Treatment Efficacy of Combination-Therapy based on a Mechanistic Characterisation of Disease Processes in Type 2 Diabetes Mellitus over a two-year period
T.M. Post(1), W. de Winter(1), J. DeJongh(1, 2), I. Moules(3), R. Urquhart(3), D. Eckland(3) and M. Danhof(1, 2)
(1)LAP&P Consultants BV, Leiden, The Netherlands; (2)Leiden University, Leiden / Amsterdam Center for Drugs Research, Leiden, The Netherlands; (3)Takeda Europe Research and Development Centre, London, UK
Objective Type 2 Diabetes Mellitus (T2DM) is a chronic progressive disease in which specific disease processes (i.e. progressive decline in b-cell function and insulin sensitivity) result in loss of glycaemic control. Information regarding these processes facilitates differentiation between drug efficacies on a mechanistic basis. By modelling the homeostatic feedback relationship between insulin and fasting plasma glucose such process-information on the time-course of the b-cell function and insulin sensitivity can be derived. Recently, a mechanistic disease progression model was established which jointly characterizes the trajectories of insulin, fasting plasma glucose and HbA1c in relation to these specific disease processes. Treatments are incorporated into this comprehensive system at their corresponding target-site. In the current analysis this model was applied to evaluate the treatment effects on their ability to modify the disease processes in a new patient population of 1269 T2DM patients receiving combination-therapy during a period of two-years.

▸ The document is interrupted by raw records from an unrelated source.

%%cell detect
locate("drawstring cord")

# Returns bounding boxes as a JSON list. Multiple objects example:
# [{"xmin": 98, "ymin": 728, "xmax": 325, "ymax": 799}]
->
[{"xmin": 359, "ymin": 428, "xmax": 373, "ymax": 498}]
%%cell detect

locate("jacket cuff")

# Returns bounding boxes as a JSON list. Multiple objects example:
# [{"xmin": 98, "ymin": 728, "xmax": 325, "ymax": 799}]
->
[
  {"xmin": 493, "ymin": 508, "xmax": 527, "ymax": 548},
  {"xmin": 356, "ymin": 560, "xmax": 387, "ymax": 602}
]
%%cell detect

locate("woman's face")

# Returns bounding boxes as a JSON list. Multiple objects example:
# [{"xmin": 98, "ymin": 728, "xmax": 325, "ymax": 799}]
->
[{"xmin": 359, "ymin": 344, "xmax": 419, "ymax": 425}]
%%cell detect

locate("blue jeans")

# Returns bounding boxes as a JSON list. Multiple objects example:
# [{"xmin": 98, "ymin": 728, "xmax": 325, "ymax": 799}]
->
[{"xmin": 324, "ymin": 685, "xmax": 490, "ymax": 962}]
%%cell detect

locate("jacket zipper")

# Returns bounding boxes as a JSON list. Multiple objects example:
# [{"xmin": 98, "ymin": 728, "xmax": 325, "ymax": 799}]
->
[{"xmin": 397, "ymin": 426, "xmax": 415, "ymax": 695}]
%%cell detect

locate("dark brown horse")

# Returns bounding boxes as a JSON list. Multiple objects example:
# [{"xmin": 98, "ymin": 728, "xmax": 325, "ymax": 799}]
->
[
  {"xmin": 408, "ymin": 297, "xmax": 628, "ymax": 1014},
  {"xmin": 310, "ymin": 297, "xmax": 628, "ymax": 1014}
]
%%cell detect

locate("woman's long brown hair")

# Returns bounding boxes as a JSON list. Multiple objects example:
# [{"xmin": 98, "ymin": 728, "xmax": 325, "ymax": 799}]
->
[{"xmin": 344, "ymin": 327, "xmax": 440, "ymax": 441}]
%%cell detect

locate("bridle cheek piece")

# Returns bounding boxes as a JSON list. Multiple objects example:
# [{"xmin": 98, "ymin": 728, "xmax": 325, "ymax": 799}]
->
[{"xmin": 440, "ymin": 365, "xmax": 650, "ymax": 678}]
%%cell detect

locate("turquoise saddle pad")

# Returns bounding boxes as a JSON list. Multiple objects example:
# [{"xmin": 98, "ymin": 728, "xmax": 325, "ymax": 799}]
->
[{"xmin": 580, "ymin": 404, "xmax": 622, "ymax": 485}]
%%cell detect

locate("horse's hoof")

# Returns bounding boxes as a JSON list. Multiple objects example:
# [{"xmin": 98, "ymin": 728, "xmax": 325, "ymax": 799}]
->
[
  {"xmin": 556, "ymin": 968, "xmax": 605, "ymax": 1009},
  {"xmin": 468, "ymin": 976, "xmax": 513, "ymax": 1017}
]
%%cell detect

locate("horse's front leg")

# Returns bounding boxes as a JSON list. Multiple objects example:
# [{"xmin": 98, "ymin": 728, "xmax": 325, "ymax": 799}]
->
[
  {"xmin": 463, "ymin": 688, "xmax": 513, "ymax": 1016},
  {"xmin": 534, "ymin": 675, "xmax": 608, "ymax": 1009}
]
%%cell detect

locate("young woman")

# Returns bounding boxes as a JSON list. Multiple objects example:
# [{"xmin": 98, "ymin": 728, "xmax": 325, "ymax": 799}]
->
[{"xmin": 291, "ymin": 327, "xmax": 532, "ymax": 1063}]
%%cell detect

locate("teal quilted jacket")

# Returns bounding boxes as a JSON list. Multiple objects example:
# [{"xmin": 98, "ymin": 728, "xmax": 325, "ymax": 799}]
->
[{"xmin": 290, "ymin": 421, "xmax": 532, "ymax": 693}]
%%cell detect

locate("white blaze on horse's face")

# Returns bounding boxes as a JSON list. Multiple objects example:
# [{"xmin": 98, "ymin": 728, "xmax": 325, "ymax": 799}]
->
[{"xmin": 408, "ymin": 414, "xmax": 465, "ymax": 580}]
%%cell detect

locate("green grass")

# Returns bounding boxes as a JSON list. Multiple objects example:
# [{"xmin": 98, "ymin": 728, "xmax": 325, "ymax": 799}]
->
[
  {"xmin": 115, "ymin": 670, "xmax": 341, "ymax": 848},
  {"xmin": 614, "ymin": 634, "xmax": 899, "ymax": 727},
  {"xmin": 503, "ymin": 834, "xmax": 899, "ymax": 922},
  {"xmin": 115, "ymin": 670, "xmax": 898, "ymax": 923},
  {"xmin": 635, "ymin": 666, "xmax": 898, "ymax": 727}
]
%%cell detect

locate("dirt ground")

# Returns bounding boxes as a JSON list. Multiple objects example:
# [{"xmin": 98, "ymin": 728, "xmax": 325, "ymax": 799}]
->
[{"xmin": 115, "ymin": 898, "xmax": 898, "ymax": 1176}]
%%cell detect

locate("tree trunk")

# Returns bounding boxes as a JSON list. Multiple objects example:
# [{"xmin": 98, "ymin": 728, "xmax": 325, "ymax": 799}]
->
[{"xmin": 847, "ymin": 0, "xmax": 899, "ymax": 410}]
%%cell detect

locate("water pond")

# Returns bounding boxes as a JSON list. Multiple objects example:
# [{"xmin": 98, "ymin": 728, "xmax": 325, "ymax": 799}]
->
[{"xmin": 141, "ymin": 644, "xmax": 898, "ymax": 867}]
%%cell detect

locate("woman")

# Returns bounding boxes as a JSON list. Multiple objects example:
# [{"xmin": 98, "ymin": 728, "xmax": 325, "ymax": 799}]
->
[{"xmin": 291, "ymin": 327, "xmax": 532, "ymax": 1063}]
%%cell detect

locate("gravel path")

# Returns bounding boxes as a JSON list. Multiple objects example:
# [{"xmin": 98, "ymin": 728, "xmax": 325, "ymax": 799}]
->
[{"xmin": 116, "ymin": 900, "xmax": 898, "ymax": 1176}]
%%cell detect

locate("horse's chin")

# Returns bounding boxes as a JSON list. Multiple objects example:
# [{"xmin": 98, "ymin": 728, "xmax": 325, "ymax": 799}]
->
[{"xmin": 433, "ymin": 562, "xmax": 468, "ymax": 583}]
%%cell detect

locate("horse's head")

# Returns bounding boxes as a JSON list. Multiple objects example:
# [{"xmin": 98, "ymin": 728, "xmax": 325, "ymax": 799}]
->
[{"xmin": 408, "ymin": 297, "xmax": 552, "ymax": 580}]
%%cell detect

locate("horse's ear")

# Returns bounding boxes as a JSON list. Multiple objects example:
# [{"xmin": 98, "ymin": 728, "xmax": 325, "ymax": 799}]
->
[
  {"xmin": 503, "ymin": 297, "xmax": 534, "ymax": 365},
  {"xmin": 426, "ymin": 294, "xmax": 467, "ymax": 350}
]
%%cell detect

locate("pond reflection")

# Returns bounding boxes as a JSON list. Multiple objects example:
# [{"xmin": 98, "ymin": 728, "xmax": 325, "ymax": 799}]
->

Methods and Results Two Phase III studies were analysed, with one study comparing the efficacy of pioglitazone to metformin in combination-therapy of patients inadequately controlled by sulphonylurea. The other study compared pioglitazone to gliclazide in combination-therapy of patients inadequately controlled by metformin. The T2DM mechanistic disease progression model was able to adequately capture the characteristics of these newly acquired results. To evaluate drug effects on disease progression, the specific disease processes under influence of combination therapy were analysed. It was found that the treatment groups involving pioglitazone and the treatment group concerning sulphonylurea with metformin as add-on showed an improvement in b-cell function throughout the two-year trial period. In contrast, the combination of gliclazide added to metformin showed a continuing decline in b-cell function after a largely symptomatic effect on this disease process. All treatment groups, except for that with gliclazide, showed a symptomatic effect on insulin sensitivity and pioglitazone added to metformin showed a significant protective effect to loss of insulin sensitivity as compared to the other treatment combinations.
Conclusions In conclusion, the mechanistic disease progression model enabled the charaterisation of the specific disease processes and the resulting biomarker dynamics in T2DM patients on combination-therapy over a period of two-years. Specifically, the model allowed the evaluation of combination-therapy efficacies on the time-course of the b-cell function and insulin sensitivity.